“God would not have to carry out an invasion in order merely to forgive erring human beings. […] The whole of humanity…is, in fact, trapped, enslaved under the power of the present evil age. That is the background of God’s invasive action in his sending of Christ, in his declaration of war, and in his striking the decisive and liberating blow against the power of the present evil age.”
J. Louis Martyn, Galatians: A New Translation with Introduction and Commentary AB 33A (New York: Doubleday, 1997), 105.
As I’ve outlined in a previous post, I don’t think we ought to follow Martyn in his pitting of “forensic” against “cosmic” apocalyptic in Galatians. The first sentence of this beautiful quote reifies and depends upon that typology, which we ought to leave behind. But the rest of Martyn’s comment, drawn from his Anchor Bible commentary, seems to me to be a spot-on summation of one aspect of Paul’s gospel, namely its cosmic, liberative implications for life in the present age.

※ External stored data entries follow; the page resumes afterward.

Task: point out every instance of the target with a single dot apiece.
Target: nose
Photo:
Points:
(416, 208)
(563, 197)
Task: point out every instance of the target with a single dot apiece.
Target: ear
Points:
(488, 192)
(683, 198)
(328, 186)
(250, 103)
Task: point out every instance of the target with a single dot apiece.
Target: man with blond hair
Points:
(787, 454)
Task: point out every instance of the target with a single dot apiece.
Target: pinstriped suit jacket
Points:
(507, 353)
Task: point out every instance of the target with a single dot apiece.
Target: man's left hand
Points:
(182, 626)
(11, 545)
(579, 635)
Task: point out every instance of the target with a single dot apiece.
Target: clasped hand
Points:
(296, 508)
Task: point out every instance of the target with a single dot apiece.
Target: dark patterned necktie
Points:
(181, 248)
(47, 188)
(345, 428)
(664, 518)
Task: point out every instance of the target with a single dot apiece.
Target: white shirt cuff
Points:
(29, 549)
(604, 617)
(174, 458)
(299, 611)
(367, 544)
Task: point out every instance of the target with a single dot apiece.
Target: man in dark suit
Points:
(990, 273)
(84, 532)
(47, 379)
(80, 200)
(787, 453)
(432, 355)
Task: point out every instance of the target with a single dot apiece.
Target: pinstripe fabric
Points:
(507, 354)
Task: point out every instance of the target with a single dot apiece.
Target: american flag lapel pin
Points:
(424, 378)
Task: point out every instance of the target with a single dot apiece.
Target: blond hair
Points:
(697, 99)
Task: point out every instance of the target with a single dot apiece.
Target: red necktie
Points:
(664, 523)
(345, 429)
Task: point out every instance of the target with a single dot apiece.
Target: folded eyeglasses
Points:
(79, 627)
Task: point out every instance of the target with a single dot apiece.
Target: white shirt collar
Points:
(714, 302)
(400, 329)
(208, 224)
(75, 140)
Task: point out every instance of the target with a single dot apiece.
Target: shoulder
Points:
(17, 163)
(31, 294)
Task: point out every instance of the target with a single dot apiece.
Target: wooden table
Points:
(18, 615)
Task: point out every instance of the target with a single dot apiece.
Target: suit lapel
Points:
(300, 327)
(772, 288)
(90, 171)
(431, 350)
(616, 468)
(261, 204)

In Martyn’s reading, Paul’s gospel is of an invasive God: in Christ, his death/resurrection, and in the sending of the Spirit, God is invading enemy territory (“the present evil age”), resulting in an eschatological estuary, an overlap between the present evil age and the coming age which brings with it “the hope of righteousness” (5:5, NRSV; Martyn: “the hope of rectification”). This is classic “now-not yet” Christian eschatology; in my view, it’s right-on. If we jettison Martyn’s dogged commitment to the forensic-cosmological apocalyptic dichotomy, and read 1:4 more simply as the two-part summary of Paul’s understanding of Christ’s death (see here), there is still much within his commentary to commend it as a valuable resource for reading this fascinating letter.
Featured image: ἀποκαλύψεως (“apocalypse,” “revelation” – Gal 1:12) in P46, our earliest manuscript of Paul’s letters (via CSNTM).
This post is part of an ongoing series reflecting my engagement with some of the “big ideas” in Galatians studies in preparation for a comprehensive exam.